New College of Florida Mighty Banyans
- Pitcher
- Born: October 26, 1992 (age 33) Sarasota, Florida, U.S.
- Batted: LeftThrew: Left

MLB debut
- May 30, 2017, for the Kansas City Royals

Last MLB appearance
- September 27, 2019, for the Kansas City Royals

MLB statistics
- Win–loss record: 2–11
- Earned run average: 6.61
- Strikeouts: 67
- Stats at Baseball Reference

Teams
- Kansas City Royals (2017–2019);

= Eric Skoglund =

American baseball player (born 1992)

Eric Lawrence Skoglund (born October 26, 1992) is an American former professional baseball pitcher. He played in Major League Baseball (MLB) for the Kansas City Royals from 2017 to 2019.

==Playing career==
===Amateur===
Skoglund attended Sarasota High School in Sarasota, Florida. He was drafted by the Pittsburgh Pirates in the 16th round of the 2011 Major League Baseball draft but did not sign and attended the University of Central Florida (UCF), where he played college baseball. In 2012, he played collegiate summer baseball with the Harwich Mariners of the Cape Cod Baseball League, and returned to the league in 2013 to play for the Bourne Braves. After his junior season, he was drafted by the Kansas City Royals in the third round of the 2014 MLB draft.

===Kansas City Royals===
Skoglund made his professional debut with the Idaho Falls Chukars in 2014 and spent the whole season there, going 0–2 with a 5.09 ERA in nine games (eight starts). He pitched 2015 with the Wilmington Blue Rocks where he compiled a 6–3 record and 3.52 ERA in 15 starts and 2016 with the Northwest Arkansas Naturals where he pitched to a 7–10 record and 3.45 ERA in 27 games started.
He started 2017 with the Naturals, but was promoted to the Omaha Storm Chasers after only one start with the Naturals. On May 30, he was called up by the Royals, making his major league debut the same day.
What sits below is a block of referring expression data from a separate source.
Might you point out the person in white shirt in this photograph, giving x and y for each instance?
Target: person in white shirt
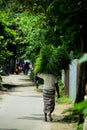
(49, 85)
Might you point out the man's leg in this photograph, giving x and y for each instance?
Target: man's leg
(45, 114)
(50, 115)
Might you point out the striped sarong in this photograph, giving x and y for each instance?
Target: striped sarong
(49, 100)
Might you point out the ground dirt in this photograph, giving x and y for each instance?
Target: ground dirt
(23, 89)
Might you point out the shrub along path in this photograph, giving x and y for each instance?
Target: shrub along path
(21, 107)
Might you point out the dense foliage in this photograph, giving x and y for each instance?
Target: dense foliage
(52, 60)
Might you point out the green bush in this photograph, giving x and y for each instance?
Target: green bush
(52, 60)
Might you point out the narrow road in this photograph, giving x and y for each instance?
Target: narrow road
(21, 108)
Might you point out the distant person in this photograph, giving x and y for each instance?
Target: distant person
(36, 80)
(17, 69)
(49, 87)
(27, 68)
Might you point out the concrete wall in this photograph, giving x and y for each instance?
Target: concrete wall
(70, 80)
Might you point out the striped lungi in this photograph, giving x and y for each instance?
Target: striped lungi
(49, 100)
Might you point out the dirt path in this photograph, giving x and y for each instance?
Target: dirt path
(21, 108)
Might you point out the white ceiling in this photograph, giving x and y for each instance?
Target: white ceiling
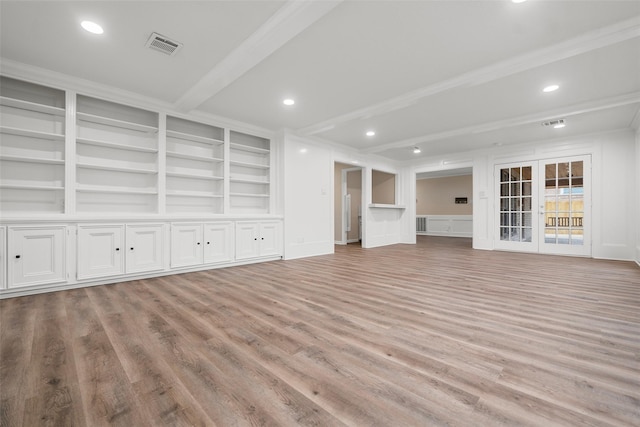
(447, 76)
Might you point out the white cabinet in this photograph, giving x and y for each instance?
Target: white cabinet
(186, 245)
(218, 242)
(145, 248)
(100, 251)
(116, 158)
(107, 250)
(249, 173)
(193, 244)
(32, 148)
(258, 239)
(195, 172)
(36, 255)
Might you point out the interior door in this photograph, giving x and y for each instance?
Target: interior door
(565, 202)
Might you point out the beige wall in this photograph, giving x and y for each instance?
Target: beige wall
(383, 187)
(436, 196)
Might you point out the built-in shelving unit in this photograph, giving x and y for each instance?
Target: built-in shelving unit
(195, 167)
(249, 173)
(32, 148)
(116, 158)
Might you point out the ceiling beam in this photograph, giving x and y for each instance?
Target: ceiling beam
(592, 40)
(564, 112)
(291, 19)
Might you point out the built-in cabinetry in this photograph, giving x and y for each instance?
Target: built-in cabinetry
(36, 255)
(195, 167)
(116, 157)
(109, 250)
(32, 148)
(258, 239)
(94, 191)
(249, 173)
(195, 243)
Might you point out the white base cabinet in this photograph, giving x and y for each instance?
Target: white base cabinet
(109, 250)
(194, 244)
(100, 251)
(145, 248)
(39, 258)
(37, 255)
(256, 239)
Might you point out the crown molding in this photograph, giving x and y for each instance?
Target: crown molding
(42, 76)
(290, 20)
(568, 111)
(592, 40)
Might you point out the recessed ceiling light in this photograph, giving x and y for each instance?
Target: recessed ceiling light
(92, 27)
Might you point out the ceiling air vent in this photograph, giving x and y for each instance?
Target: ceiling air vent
(163, 44)
(554, 123)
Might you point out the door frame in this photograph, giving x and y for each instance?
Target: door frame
(537, 245)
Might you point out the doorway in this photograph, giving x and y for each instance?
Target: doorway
(544, 206)
(347, 204)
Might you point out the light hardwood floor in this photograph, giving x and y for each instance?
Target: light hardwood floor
(431, 334)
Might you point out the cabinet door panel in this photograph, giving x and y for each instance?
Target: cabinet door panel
(247, 245)
(186, 245)
(270, 239)
(218, 242)
(144, 248)
(100, 251)
(37, 256)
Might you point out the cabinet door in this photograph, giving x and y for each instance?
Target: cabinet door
(145, 248)
(100, 251)
(247, 245)
(218, 242)
(270, 239)
(37, 255)
(186, 245)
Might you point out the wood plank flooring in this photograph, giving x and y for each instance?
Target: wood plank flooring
(425, 335)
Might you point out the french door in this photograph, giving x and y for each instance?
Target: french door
(544, 206)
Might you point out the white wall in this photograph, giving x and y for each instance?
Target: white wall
(308, 186)
(637, 196)
(614, 183)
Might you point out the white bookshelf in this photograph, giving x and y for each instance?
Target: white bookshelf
(194, 167)
(116, 158)
(249, 173)
(32, 148)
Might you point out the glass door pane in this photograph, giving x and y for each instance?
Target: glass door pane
(516, 194)
(563, 208)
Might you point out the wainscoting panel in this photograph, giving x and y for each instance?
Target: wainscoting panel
(445, 225)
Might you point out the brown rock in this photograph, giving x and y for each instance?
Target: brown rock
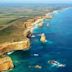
(6, 63)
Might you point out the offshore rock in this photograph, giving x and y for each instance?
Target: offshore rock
(43, 38)
(5, 63)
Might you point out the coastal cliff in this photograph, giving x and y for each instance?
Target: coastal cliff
(5, 63)
(21, 45)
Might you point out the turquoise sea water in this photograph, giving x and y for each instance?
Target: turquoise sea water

In his major league debut, Skoglund pitched 6 1/3 scoreless innings with five strikeouts, allowing only two hits and one walk in a 1–0 win over the Detroit Tigers. Skoglund was sent back down to Omaha on June 19, and he spent the remainder of the 2017 season going back and forth between Omaha and Kansas City. In 19 starts for Omaha, he was 4–5 with a 4.11 ERA and in seven games (five starts) for Kansas City, he posted a 1–2 record and 9.50 ERA. Skoglund began 2018 in Kansas City's opening rotation. He was 1–5 in 9 starts before being placed on the disabled list.

On January 16, 2019, Skoglund was suspended 80 games after testing positive for Ostarine and Ligandrol. He made 6 appearances (4 starts) for Kansas City in 2019, going 0–3 with a 9.00 ERA and 4 strikeouts in 21.0 innings pitched. He was designated for assignment by the Royals on March 25, 2020. Due to the transactions freeze, Skoglund remained in DFA limbo through June. On June 28, Skoglund officially cleared waivers and was sent outright to Triple-A Omaha. He did not play in a game in 2020 due to the cancellation of the minor league season because of the COVID-19 pandemic.
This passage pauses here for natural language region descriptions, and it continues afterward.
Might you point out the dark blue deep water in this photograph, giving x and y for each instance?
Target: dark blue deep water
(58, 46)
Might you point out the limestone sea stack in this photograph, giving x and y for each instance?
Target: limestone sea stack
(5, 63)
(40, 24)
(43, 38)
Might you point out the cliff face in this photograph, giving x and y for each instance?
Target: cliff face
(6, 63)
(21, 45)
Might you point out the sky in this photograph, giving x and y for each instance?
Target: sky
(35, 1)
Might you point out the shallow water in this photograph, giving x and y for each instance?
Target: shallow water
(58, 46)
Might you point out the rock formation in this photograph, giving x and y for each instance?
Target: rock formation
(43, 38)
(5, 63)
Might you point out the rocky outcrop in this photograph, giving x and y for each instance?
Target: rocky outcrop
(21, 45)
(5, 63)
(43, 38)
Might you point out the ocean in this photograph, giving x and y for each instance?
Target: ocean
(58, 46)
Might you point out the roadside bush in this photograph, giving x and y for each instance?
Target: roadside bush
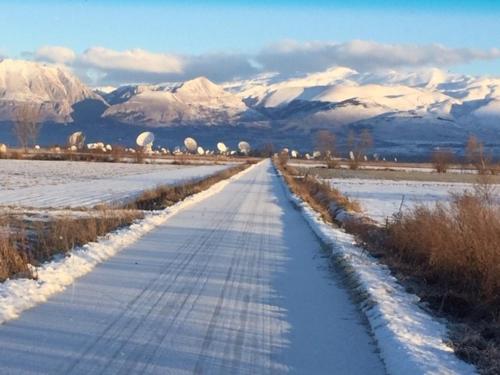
(319, 195)
(455, 244)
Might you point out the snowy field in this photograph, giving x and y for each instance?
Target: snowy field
(380, 199)
(60, 184)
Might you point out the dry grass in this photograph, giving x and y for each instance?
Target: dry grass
(448, 254)
(456, 245)
(24, 242)
(11, 261)
(164, 196)
(319, 195)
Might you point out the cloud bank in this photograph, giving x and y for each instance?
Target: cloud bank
(108, 66)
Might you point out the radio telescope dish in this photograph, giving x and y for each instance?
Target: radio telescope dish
(76, 139)
(221, 147)
(244, 147)
(145, 139)
(190, 144)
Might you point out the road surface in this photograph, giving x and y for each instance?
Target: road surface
(236, 284)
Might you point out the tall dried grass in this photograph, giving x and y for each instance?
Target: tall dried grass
(456, 245)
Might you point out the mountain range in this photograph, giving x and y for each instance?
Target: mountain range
(402, 109)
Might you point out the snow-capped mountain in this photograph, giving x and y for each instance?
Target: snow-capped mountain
(399, 107)
(342, 96)
(53, 89)
(195, 102)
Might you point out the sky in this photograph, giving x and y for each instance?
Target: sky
(111, 42)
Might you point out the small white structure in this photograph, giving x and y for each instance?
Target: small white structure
(221, 147)
(77, 139)
(145, 140)
(244, 147)
(191, 144)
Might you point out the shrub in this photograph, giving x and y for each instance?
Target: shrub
(455, 244)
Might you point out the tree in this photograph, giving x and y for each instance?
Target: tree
(358, 144)
(324, 142)
(441, 160)
(475, 155)
(27, 125)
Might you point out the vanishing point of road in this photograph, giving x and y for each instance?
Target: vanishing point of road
(235, 284)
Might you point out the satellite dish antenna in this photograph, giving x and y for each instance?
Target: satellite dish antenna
(191, 144)
(76, 139)
(244, 147)
(221, 147)
(145, 140)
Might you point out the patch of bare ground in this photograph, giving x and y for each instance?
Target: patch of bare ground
(447, 254)
(26, 240)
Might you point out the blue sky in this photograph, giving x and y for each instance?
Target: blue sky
(223, 27)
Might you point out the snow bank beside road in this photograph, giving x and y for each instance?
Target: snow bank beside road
(17, 295)
(410, 340)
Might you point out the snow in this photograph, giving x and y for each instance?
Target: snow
(52, 87)
(195, 101)
(234, 284)
(381, 199)
(59, 184)
(410, 340)
(17, 295)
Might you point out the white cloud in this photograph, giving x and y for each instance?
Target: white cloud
(55, 54)
(291, 56)
(134, 60)
(108, 66)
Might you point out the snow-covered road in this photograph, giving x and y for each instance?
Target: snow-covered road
(235, 284)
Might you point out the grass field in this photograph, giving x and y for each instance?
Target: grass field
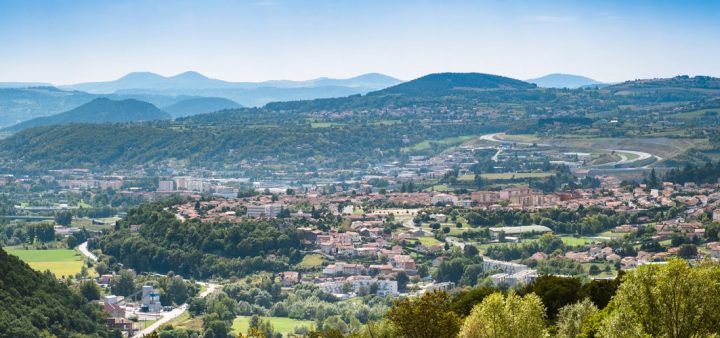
(283, 325)
(311, 261)
(425, 145)
(505, 176)
(61, 262)
(428, 241)
(575, 241)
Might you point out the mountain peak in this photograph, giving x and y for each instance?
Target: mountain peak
(560, 80)
(442, 83)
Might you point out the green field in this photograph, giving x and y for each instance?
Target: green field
(311, 261)
(428, 241)
(505, 176)
(283, 325)
(575, 241)
(61, 262)
(425, 145)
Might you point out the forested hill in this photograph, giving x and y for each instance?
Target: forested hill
(449, 83)
(34, 304)
(200, 249)
(100, 110)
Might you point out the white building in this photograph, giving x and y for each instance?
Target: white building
(166, 186)
(267, 210)
(150, 300)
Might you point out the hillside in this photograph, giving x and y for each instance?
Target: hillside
(564, 81)
(249, 94)
(21, 104)
(34, 304)
(200, 106)
(445, 83)
(100, 110)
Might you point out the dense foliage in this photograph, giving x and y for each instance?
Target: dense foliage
(34, 304)
(198, 249)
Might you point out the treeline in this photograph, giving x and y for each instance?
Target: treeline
(708, 173)
(199, 249)
(34, 304)
(673, 300)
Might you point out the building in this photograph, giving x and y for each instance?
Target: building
(150, 300)
(506, 267)
(519, 230)
(267, 210)
(121, 324)
(403, 262)
(166, 186)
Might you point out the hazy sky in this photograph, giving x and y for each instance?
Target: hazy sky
(76, 40)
In May 2021, Skoglund underwent Tommy John surgery, and missed the entire 2021 season. He was placed on the injured list of the Royals’ Triple-A affiliate in Omaha to begin the 2022 season before being activated and assigned to Double-A. On July 3, he made his return from injury, giving up two earned runs on four hits while striking out one in 1.1 innings pitched for the Naturals. He made 15 total appearances (5 starts) split between Triple-A Omaha, Double-A Northwest Arkansas, the High-A Quad Cities River Bandits, and the rookie-level Arizona Complex League Royals before he was released on August 10.

==Coaching career==
In June 2023, Skoglund was hired to serve as the head pitching coach at the New College of Florida.